A propósito de la adaptación de esta novela, Godard escribió en su Introducción a la verdadera historia del cine que “yo no estaba haciendo un guión, nada parecido a un guión, es decir, una película en función de lo que ya estaba escrito. Nunca lo he hecho, no porque no quiera, sino porque no puedo. Si pudiera escribir, creo que no haría una película. Mientras leo, tomo notas para mí, pero luego las notas no son suficientes. Como hay que encontrar una manera de escribir, me sirvo a menudo de una novela o un documento previo. Así puedo presentar algo escrito con cierto sentido al productor o coproductor, y ver qué se puede imaginar a partir de eso. De manera que, dependiendo del estado de ánimo, puedo servirme de cualquier novela americana, pero siempre hay algo que inventar. ¿Qué es lo que se llama un guión? Si se llama guión a una historia con un hilo conductor que tiene un principio y en el que hay unos personajes, y a esos personajes les pasa algo, y luego uno se pregunta qué les pasará después, y hay una serie de sorpresas, incidentes, y en un momento todo se termina y el lector ya no pide más y es feliz, entonces eso es un guión”.

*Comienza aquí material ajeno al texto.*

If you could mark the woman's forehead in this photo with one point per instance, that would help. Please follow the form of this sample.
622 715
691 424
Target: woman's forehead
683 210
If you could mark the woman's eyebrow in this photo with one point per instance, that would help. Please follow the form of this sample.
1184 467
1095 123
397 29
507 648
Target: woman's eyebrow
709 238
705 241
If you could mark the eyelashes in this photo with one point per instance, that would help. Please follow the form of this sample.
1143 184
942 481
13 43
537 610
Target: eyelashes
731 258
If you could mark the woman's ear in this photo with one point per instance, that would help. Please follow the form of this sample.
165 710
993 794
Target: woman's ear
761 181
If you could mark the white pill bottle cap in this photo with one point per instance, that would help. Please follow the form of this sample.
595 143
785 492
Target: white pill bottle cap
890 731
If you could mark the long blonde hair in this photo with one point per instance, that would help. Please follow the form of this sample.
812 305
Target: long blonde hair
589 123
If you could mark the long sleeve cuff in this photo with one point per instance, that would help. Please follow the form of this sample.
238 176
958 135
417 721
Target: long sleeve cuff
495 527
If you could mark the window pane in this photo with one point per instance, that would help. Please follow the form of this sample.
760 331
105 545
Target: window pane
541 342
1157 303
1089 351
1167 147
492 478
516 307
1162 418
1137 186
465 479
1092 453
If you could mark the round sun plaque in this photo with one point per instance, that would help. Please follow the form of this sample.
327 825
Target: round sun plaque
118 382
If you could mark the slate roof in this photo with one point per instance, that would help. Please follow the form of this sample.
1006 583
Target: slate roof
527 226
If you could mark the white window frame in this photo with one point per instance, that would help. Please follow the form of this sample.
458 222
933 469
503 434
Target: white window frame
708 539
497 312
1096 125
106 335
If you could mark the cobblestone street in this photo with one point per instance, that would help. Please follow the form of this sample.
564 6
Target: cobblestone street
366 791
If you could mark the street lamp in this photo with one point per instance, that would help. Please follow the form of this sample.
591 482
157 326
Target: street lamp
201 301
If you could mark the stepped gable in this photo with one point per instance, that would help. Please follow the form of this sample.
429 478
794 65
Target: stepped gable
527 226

Pierrot le fou es una película libertaria en la que se subvierte todo. Decíamos más arriba que para esta historia Godard volvió a elegir como su alter ego al Belmondo que ya había protagonizado À bout de souffle. Sin embargo, es posible que el espectador de Pierrot le fou se pregunte si es sólo ahí, en los rasgos, las palabras y el movimiento del actor donde se encuentra idealmente el cineasta, este hombre que escribía con imágenes acerca de los asuntos que le importaban, y que aquí se ocupó en particular de Anna Karina, a la que retrató en cada plano como si lo hiciera por última vez. Ella mira con inocente picardía, ya que es mujer y niña, adopta expresiones que son parte de un lenguaje íntimo, canta y baila, como por ejemplo en la escena en la que lee su mano en busca de la línea de la suerte (quizá la secuencia más insólita del cine musical), y en cada una de esas ocasiones la cámara le devuelve la mirada fascinada, ya que la ama. Se describe aquí el modo en que un adusto profesor, un intelectual, es conducido por la niña-mujer a otro espacio, que lo es de inconsciencia, pero también de felicidad. La que Godard le dirige sin pudor es una mirada de adoración, carnal y luminosa, que se recrea en los colores de esta película surgida de una novela negra pero repleta de mar y cielo, despojada del sentimiento de culpa que transitaba por las páginas de la novela original y que es por ello la mayor declaración de amor jamás filmada. El final, que ya era trágico en la novela de White, también lo es aquí, aunque de otra manera, tal vez porque la obsesión ya en sí era trágica y porque todas las historias, al menos en el cine y en la literatura, deben tener un final.